The installation combines textile, moving image, text fragments and a seating area. Could you explain the different materials that you have used and how they relate to one another in the installation? 

I wanted to create a space that was familiar in its use of domestic objects – using texts to link the objects in a way that would make someone feel like they are within an intimate space of a journal or  diary. The use of repurposed curtains and fabric is a way to bring a physical softness into the space; I liked the idea that using pre-owned curtains meant they have existed in homes before – that within the fabric are memories and lives lived. I also imagined the action of opening a cupboard being a mundane one and wanted to mimic this mundanity but with the surprise of having the videos placed inside the cupboard.
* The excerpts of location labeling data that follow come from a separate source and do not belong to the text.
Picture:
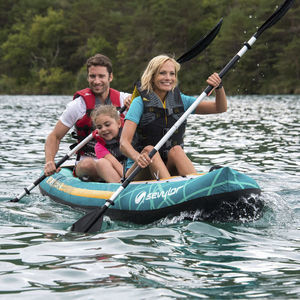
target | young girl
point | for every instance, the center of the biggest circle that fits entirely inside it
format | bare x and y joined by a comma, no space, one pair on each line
108,166
107,121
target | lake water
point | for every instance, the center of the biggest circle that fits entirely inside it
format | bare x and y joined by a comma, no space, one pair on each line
173,258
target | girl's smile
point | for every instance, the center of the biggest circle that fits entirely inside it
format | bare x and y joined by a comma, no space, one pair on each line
164,79
108,127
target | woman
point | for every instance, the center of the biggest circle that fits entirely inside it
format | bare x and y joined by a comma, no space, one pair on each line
158,107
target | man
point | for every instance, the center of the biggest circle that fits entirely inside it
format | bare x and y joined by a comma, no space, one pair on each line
77,113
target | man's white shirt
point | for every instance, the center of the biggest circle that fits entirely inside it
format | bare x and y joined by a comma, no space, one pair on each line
76,109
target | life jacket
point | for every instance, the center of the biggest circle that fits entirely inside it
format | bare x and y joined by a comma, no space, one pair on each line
113,146
84,126
157,120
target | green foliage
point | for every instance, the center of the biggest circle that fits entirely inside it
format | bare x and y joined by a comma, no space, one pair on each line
44,44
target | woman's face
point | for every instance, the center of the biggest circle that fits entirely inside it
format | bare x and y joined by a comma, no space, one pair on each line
164,80
108,127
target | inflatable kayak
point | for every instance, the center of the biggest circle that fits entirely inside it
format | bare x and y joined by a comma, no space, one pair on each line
221,195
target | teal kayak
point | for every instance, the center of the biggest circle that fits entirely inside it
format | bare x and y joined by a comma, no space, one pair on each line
221,195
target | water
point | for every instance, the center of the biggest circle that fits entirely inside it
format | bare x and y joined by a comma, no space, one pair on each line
171,259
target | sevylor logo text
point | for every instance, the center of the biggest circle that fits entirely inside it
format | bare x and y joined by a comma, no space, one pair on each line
142,196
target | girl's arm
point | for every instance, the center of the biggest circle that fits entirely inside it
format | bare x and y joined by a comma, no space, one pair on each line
126,139
115,163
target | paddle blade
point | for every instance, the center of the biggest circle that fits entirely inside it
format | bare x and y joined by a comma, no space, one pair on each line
276,16
90,223
201,45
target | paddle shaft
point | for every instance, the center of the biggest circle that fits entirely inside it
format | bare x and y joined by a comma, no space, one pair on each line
58,164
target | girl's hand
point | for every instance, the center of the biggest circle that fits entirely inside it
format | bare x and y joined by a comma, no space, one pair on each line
127,101
214,80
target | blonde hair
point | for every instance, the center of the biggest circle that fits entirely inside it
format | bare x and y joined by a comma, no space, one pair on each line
153,68
107,110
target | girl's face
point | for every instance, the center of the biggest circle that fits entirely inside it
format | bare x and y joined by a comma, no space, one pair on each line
108,127
164,79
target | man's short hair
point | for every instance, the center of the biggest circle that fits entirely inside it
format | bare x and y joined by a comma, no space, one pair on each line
99,60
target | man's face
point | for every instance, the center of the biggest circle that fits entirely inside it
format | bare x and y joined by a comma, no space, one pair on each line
99,79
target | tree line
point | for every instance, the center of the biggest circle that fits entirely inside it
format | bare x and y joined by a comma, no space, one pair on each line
44,44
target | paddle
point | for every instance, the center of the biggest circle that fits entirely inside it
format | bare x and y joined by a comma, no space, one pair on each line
92,221
194,51
59,163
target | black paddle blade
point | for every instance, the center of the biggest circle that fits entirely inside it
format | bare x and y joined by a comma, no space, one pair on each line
276,16
91,222
200,45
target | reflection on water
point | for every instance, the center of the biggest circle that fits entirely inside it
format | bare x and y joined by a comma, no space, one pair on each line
172,258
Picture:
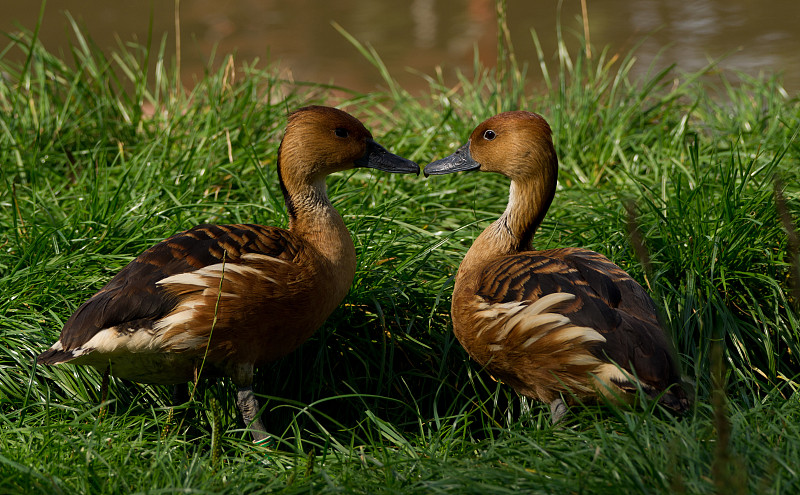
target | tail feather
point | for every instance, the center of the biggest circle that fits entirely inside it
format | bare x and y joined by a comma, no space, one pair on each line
56,356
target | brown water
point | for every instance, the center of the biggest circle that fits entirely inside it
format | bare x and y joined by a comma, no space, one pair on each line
757,36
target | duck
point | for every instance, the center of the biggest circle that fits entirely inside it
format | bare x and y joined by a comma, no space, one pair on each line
557,325
225,299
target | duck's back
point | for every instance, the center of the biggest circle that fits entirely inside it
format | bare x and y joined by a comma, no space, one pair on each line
545,320
231,290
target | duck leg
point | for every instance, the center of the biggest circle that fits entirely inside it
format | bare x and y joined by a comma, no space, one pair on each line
248,406
246,401
557,410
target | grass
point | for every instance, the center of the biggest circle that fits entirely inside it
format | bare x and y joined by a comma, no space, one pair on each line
100,158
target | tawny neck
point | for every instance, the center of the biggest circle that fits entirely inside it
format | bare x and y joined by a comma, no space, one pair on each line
528,202
315,220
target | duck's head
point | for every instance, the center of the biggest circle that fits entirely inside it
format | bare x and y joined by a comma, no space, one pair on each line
516,144
322,140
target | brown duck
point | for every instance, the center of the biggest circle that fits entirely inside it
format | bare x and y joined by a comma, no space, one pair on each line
226,298
558,323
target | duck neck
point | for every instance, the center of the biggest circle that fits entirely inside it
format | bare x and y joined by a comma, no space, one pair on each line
313,217
512,233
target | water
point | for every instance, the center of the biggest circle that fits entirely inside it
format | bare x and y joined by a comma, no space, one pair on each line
421,35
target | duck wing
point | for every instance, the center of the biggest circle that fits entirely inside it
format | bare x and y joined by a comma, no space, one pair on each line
137,296
607,301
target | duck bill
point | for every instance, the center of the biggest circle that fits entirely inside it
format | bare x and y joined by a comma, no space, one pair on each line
459,161
379,158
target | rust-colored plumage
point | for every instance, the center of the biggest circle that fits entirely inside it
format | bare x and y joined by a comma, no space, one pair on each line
234,296
555,323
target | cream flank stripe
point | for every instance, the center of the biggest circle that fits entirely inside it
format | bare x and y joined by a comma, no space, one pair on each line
521,317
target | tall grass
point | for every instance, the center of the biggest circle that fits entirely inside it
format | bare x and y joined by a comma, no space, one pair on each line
101,157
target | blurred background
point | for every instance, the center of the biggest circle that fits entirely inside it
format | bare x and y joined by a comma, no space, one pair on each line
419,35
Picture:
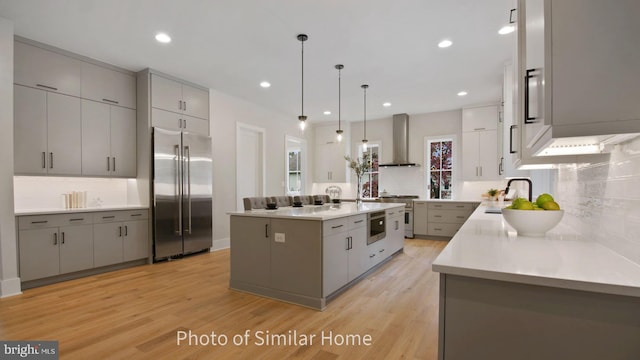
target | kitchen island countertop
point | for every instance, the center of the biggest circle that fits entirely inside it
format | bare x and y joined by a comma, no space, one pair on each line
319,212
487,247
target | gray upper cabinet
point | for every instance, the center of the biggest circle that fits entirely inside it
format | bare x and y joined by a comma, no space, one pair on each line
47,70
108,86
177,97
108,140
46,132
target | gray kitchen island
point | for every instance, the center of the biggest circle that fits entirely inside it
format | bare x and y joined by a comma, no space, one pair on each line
307,255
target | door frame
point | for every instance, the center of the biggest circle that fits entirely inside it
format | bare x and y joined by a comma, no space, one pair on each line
261,132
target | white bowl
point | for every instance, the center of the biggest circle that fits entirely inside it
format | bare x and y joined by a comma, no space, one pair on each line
532,222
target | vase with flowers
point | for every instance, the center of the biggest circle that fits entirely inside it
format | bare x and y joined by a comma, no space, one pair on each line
360,166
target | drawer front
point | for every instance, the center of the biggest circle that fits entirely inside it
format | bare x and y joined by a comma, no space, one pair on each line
335,226
441,229
358,221
121,215
40,221
451,206
449,216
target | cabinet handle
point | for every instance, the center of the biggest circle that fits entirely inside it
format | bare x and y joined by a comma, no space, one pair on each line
47,87
511,151
527,92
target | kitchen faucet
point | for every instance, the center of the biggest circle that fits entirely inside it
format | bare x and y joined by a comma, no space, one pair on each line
506,191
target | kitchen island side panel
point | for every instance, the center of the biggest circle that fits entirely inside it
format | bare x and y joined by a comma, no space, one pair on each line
490,319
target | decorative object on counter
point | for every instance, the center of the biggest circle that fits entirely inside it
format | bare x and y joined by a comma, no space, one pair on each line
302,118
339,131
359,167
74,200
364,140
334,192
530,218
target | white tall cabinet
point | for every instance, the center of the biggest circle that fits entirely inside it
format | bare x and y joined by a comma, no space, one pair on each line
480,144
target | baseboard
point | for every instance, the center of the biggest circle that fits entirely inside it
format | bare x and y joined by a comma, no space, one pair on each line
10,287
221,244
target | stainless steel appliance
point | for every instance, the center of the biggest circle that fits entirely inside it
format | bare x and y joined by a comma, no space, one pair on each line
377,226
182,193
408,210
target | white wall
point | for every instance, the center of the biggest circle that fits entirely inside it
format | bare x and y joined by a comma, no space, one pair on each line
226,111
602,200
9,281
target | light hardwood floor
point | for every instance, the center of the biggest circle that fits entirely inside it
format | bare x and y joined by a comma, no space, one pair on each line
138,313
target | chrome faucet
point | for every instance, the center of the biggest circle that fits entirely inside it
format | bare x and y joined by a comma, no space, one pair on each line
506,191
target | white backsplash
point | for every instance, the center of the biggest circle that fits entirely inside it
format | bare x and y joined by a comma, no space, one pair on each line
602,200
45,192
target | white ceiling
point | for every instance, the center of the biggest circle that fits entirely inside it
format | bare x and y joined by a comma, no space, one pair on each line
233,45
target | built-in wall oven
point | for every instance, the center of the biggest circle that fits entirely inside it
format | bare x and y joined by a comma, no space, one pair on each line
407,200
377,226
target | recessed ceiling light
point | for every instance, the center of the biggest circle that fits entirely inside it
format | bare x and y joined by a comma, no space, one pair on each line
507,29
163,38
445,43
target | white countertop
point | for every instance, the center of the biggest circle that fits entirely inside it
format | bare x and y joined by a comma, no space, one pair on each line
319,212
487,247
20,212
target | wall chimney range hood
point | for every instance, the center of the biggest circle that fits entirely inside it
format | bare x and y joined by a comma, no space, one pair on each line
400,142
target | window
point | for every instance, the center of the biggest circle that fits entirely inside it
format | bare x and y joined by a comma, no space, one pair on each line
440,168
295,165
370,179
294,180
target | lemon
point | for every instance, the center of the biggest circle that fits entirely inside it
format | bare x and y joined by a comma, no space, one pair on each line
551,205
543,198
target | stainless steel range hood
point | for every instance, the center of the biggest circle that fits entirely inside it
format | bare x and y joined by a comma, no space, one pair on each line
400,141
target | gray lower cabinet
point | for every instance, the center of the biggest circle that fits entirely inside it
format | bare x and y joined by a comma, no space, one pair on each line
344,250
57,244
51,245
120,236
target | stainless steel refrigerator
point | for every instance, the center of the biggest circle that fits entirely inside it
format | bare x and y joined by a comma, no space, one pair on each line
182,189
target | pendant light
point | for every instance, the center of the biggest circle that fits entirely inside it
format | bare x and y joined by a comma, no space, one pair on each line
364,141
302,118
339,131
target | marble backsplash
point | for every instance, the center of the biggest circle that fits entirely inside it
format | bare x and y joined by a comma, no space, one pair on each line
602,200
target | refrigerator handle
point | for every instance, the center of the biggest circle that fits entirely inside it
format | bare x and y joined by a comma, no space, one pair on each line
178,187
187,153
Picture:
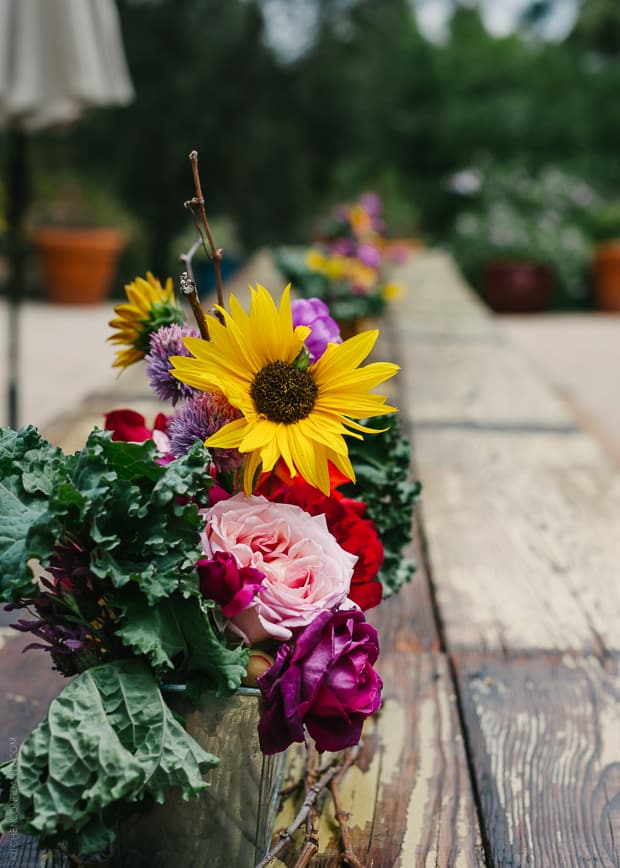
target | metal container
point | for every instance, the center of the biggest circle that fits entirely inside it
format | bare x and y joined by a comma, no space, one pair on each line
231,823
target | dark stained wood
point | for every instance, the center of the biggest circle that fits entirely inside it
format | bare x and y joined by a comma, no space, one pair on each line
409,799
545,739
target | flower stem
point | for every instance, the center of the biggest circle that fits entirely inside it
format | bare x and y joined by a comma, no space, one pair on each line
349,857
215,253
188,288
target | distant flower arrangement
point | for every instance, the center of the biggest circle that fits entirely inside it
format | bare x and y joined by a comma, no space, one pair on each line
346,266
237,541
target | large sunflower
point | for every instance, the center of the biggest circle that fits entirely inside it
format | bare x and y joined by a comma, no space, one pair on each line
150,306
289,410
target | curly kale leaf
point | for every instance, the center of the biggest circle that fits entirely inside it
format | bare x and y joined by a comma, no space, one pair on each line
177,634
138,519
30,471
108,738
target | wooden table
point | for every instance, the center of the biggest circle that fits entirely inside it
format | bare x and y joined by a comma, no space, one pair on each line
499,738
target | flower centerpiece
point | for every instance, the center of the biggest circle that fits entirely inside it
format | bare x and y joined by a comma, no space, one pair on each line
225,548
346,267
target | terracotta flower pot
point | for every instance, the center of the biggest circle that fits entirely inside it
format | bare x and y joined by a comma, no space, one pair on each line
606,268
78,265
517,286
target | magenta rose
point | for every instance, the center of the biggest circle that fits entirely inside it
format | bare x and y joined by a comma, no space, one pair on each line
324,683
305,570
222,580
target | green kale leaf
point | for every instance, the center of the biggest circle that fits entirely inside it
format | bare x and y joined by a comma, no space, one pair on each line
109,737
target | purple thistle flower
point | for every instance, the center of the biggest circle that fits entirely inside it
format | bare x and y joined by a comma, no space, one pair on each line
314,312
203,415
165,342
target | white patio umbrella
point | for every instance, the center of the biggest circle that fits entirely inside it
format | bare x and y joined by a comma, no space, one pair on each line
57,58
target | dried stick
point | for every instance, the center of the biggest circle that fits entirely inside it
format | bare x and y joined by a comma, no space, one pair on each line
187,258
214,252
308,802
188,288
310,843
349,857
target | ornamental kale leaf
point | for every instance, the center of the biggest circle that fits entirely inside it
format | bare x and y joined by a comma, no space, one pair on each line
109,737
138,519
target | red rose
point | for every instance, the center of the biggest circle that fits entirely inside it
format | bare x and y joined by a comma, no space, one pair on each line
356,534
130,427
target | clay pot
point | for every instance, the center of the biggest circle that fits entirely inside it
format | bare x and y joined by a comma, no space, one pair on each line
78,264
517,286
606,269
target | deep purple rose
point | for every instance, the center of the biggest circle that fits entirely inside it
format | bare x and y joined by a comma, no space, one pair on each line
222,580
325,682
314,312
Usually bathroom cupboards also have mirrors on them and perhaps by taking away the mirror, I’m asking the viewer to try to see themselves through the work. The copper pipes used on the window pieces speak to the healing properties of copper, and the bench is both practical and decorative, acting as both a frame and seating. Together they create an order of actions we do often without much thought; looking out the window; sitting, opening and closing – but within the installation, I hope with the introduction of text and imagery, that these actions are experienced with more intention in how we situate ourselves within a space we share with others. 

Your work often explores how language and place can be used to situate (or isolate) the self within community. Could you talk more about how you have explored this in relation to feminist communities of care that are formed in Whatsapp groups and other digital spaces?

Going through the journals and the smaller community groups that formed made me think of the whatsapp groups (dominantly femme) that I have encountered, groups for financial advice, groups for health and fitness, friendship groups just for chats and memes. It made me consider that these are ways that we engage with feminism ideals on the daily – the support, information and advice shared within these groups eminantes the culture of communing. There are also online pages and newsletters that act as ways for women and queer people to share their experiences of being present in this world – some difficult, some lessons, some just as a reminder that you are not alone. 

This installation is a reflection space on how we restore ourselves, and with whom this restoration happens. Whether with friends or family, on the internet, or internally. The question on the bench asks, “how have you survived for this long” – reminiscing on the people who left families and familiarity behind for hopes of a better life – or right now in a world where we are bombarded with trauma – consistent bad news and hate speech. How do we keep love as our foundation? How can we return to community, kindness and mutual care?